Créer une application de communication distribuée open source comme Jami n'est pas une tâche simple. Le manque de serveur entraîne de nombreux obstacles qui rendent cette architecture difficile à mettre en œuvre sans affecter l'expérience utilisateur. Dans cet article, nous discuterons de la principale raison éthique qui nous a motivés à prendre cette décision de conception.

"Nous ne pouvons pas avoir une société dans laquelle, si deux personnes souhaitent communiquer, la seule façon que cela se produise, est qu’elle soit financée par un tiers qui souhaite les manipuler."
- Jaron Lanier (2018)

Notre principale motivation pour créer la plateforme de communication distribuée Jami est éthique. Comme Jaron Lanier l'a expliqué dans sa conférence TED 2018, les outils de communication Internet les plus populaires monétisent leurs services en analysant les informations de leurs utilisateurs afin de prédire et d'influencer leur comportement avec des publicités ciblées. Cela crée une structure incitative qui les conduit à rendre leurs plateformes aussi addictives que possible afin de maximiser le temps que leurs utilisateurs y consacrent, les données personnelles qu'elles génèrent et les publicités qu'elles voient. Nous pensons que c'est mal et nous voulions créer une alternative qui protège la vie privée des utilisateurs et leur donne un contrôle total sur leurs données personnelles. Dans les pays où la liberté d'expression est un véritable problème, des outils tels que Jami peuvent fournir à leurs citoyens les moyens d'atténuer les risques de représailles de leur gouvernement lorsqu'ils partagent du contenu interdit. Comme nous l'avons vu avec le système de crédit social de Chine et les élections impliquant Cambridge Analytica , l'accès aux données personnelles peut donner à des entités puissantes la possibilité d'opprimer et de manipuler des personnes.

Permettre à nos utilisateurs de communiquer directement entre eux sans avoir à s'appuyer sur une autorité centrale, il est extrêmement difficile pour quiconque de les écouter, même pour nous. En théorie, il est également possible pour les services centralisés de s’empêcher de lire les données des utilisateurs si elles sont chiffrées et si la clé n’est jamais sur le serveur. Cependant, ils pouvaient toujours accéder aux métadonnées telles que l'heure, la taille et le destinataire des communications. De plus, les architectures distribuées ont l'avantage de réduire le nombre d'intermédiaires pouvant exploiter les vulnérabilités de l'algorithme de chiffrement. En matière de confidentialité, rien n'est parfaitement sécurisé, mais une architecture distribuée combinée à un chiffrement de bout en bout est bien meilleure que ces deux précautions en soi.

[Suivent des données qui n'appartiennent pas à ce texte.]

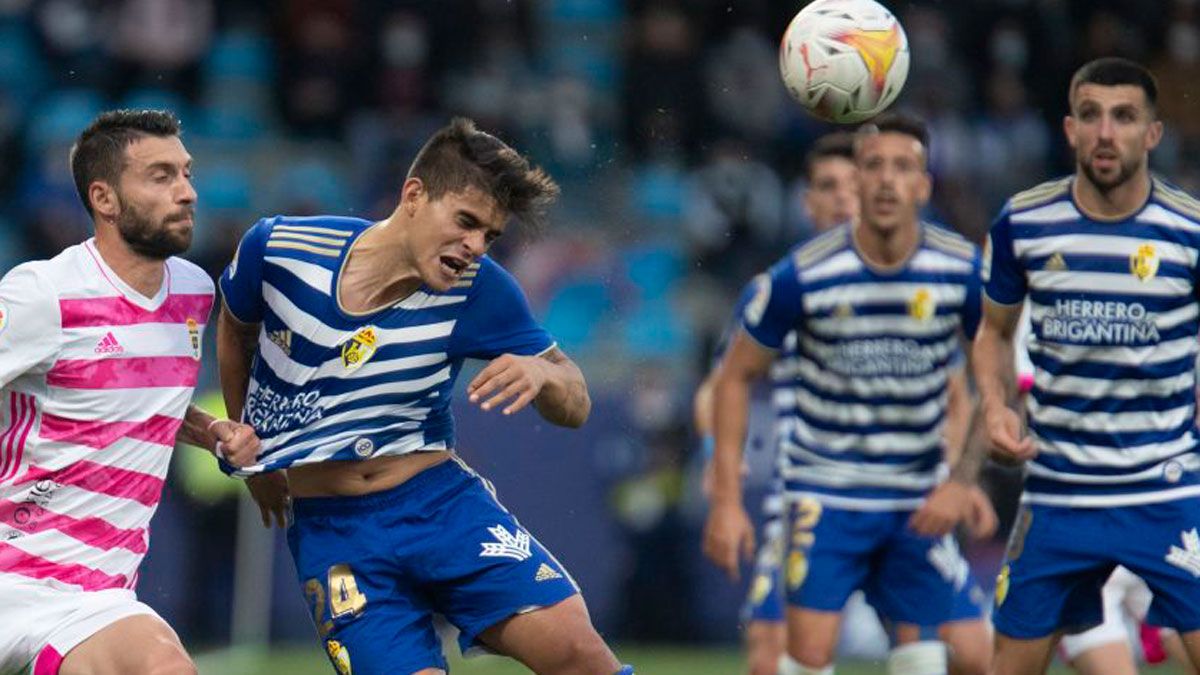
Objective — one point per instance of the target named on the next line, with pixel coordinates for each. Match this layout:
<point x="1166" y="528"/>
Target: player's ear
<point x="411" y="195"/>
<point x="103" y="199"/>
<point x="1153" y="135"/>
<point x="1068" y="129"/>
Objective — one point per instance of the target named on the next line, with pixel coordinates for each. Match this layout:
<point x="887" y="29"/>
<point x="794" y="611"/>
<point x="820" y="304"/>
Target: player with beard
<point x="1107" y="258"/>
<point x="340" y="340"/>
<point x="877" y="308"/>
<point x="100" y="350"/>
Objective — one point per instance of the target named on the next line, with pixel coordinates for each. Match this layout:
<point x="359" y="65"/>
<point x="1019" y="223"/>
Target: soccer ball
<point x="844" y="60"/>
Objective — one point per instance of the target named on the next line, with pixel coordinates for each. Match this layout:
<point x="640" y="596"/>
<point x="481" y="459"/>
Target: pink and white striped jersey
<point x="95" y="380"/>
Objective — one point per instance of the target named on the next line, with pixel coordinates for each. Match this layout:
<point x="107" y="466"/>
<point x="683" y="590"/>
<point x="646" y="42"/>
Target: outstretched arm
<point x="550" y="381"/>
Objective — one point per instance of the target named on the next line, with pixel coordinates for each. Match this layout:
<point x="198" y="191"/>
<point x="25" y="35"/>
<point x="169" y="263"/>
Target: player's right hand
<point x="729" y="537"/>
<point x="1008" y="446"/>
<point x="270" y="491"/>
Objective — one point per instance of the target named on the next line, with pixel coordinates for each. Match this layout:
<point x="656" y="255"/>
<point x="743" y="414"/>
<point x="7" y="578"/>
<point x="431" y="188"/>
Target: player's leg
<point x="969" y="646"/>
<point x="828" y="557"/>
<point x="766" y="644"/>
<point x="1104" y="650"/>
<point x="766" y="632"/>
<point x="502" y="589"/>
<point x="135" y="645"/>
<point x="967" y="634"/>
<point x="357" y="560"/>
<point x="1056" y="563"/>
<point x="556" y="640"/>
<point x="1013" y="656"/>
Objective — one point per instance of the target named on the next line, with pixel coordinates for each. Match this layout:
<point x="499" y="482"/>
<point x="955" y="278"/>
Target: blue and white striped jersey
<point x="329" y="384"/>
<point x="1113" y="344"/>
<point x="874" y="351"/>
<point x="773" y="501"/>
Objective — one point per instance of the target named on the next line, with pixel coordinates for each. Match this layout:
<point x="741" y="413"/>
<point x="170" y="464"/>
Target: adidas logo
<point x="1055" y="263"/>
<point x="545" y="573"/>
<point x="108" y="345"/>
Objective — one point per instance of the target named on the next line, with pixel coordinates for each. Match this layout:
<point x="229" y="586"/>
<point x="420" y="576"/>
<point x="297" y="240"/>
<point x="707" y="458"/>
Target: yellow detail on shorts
<point x="797" y="569"/>
<point x="1002" y="585"/>
<point x="340" y="655"/>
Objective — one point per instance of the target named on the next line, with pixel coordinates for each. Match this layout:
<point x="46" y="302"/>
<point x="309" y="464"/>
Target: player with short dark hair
<point x="100" y="352"/>
<point x="340" y="340"/>
<point x="876" y="308"/>
<point x="1107" y="258"/>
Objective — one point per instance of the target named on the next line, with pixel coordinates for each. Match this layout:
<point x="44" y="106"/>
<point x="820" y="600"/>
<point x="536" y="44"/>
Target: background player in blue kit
<point x="879" y="308"/>
<point x="831" y="198"/>
<point x="340" y="341"/>
<point x="1108" y="261"/>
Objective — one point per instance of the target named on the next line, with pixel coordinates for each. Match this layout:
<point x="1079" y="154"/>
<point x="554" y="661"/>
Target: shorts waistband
<point x="442" y="476"/>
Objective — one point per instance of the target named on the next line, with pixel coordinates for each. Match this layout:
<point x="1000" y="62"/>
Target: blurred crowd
<point x="678" y="150"/>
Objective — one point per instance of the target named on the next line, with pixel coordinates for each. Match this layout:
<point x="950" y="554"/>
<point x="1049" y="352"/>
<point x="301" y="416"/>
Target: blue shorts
<point x="1060" y="557"/>
<point x="907" y="578"/>
<point x="376" y="568"/>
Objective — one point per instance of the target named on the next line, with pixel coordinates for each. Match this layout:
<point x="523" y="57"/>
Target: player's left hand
<point x="946" y="507"/>
<point x="509" y="377"/>
<point x="237" y="442"/>
<point x="981" y="518"/>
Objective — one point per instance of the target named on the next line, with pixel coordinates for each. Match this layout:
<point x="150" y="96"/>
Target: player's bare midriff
<point x="354" y="478"/>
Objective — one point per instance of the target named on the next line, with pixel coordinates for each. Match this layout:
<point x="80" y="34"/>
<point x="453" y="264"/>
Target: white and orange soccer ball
<point x="844" y="60"/>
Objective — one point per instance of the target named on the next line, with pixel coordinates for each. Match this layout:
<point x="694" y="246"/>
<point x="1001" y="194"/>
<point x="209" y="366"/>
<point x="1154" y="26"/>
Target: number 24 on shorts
<point x="345" y="597"/>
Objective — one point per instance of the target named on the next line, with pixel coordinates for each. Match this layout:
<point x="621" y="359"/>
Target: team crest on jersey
<point x="193" y="336"/>
<point x="340" y="655"/>
<point x="281" y="339"/>
<point x="359" y="348"/>
<point x="922" y="305"/>
<point x="1055" y="263"/>
<point x="1002" y="585"/>
<point x="1144" y="262"/>
<point x="507" y="544"/>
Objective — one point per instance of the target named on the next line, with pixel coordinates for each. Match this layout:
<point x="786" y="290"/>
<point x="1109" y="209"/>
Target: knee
<point x="166" y="659"/>
<point x="813" y="655"/>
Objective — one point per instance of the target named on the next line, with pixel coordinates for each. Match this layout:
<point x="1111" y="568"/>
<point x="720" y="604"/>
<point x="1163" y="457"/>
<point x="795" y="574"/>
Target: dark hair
<point x="99" y="154"/>
<point x="1113" y="71"/>
<point x="831" y="145"/>
<point x="895" y="123"/>
<point x="459" y="156"/>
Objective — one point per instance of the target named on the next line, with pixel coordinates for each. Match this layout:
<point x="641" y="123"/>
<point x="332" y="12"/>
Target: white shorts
<point x="41" y="623"/>
<point x="1126" y="599"/>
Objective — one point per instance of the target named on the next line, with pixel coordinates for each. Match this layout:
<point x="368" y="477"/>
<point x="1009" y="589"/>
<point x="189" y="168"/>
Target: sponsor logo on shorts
<point x="507" y="544"/>
<point x="340" y="655"/>
<point x="545" y="573"/>
<point x="1188" y="557"/>
<point x="359" y="348"/>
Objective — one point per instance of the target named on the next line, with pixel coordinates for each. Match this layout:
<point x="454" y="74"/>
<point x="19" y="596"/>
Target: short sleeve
<point x="241" y="285"/>
<point x="1002" y="275"/>
<point x="972" y="302"/>
<point x="497" y="318"/>
<point x="777" y="305"/>
<point x="30" y="323"/>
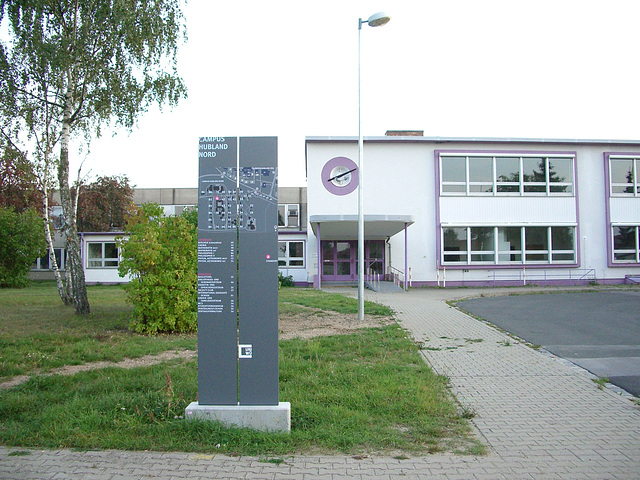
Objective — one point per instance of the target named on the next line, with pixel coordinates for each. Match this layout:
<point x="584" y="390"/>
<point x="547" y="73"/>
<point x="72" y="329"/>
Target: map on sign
<point x="243" y="207"/>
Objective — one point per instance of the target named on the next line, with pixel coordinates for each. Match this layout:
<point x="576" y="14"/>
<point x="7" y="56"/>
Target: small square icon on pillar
<point x="245" y="351"/>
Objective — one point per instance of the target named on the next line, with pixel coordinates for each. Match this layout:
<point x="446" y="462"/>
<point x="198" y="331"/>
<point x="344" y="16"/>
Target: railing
<point x="397" y="276"/>
<point x="372" y="277"/>
<point x="530" y="276"/>
<point x="524" y="276"/>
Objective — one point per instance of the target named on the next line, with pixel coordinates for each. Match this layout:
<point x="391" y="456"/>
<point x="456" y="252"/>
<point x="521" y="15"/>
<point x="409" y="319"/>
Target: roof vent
<point x="405" y="133"/>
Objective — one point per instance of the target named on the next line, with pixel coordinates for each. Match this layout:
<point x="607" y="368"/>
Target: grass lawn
<point x="358" y="393"/>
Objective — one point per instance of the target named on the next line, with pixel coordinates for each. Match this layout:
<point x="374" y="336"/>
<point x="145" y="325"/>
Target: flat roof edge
<point x="414" y="139"/>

Même ceux qui pensent qu'ils n'ont rien à cacher aux gouvernements et aux entreprises devraient s'inquiéter de la façon dont les outils qu'ils utilisent sont optimisés généralement afin d'influencer les comportements et d'augmenter la dépendance. Plutôt que de se demander pourquoi se soucier de la confidentialité, ils devraient se demander pourquoi leurs données sont si précieuses pour ces organisations. Tant que les modèles commerciaux sont basés sur des annonces, les données personnelles des utilisateurs seront exploitées pour capter l'attention aussi longtemps que possible et rendre les annonces plus personnalisées, car c'est ce qui génère des revenus.

La proposition de Jaron pour résoudre ce problème était d'inciter les entreprises à cesser d'offrir des services gratuits en ligne. Bien que cela puisse en effet réduire les incitations à collecter des données personnelles, la plupart des économistes diraient que la demande de services gratuits ne va pas s'arrêter et tant qu'il est possible de les monétiser, il y aura quelqu'un pour les fournir. Il est donc peu probable que les services gratuits disparaissent un jour d'Internet, mais ce que Jaron semble avoir négligé, c'est qu'ils ne doivent pas nécessairement être financés par la publicité. Dans l'article de la semaine prochaine, nous discuterons des autres avantages plus pratiques de l'architecture distribuée de Jami et de la façon dont notre modèle commercial peut les exploiter pour fournir un logiciel libre et open source (FOSS) à tout le monde sans collecter ni monétiser les données utilisateur.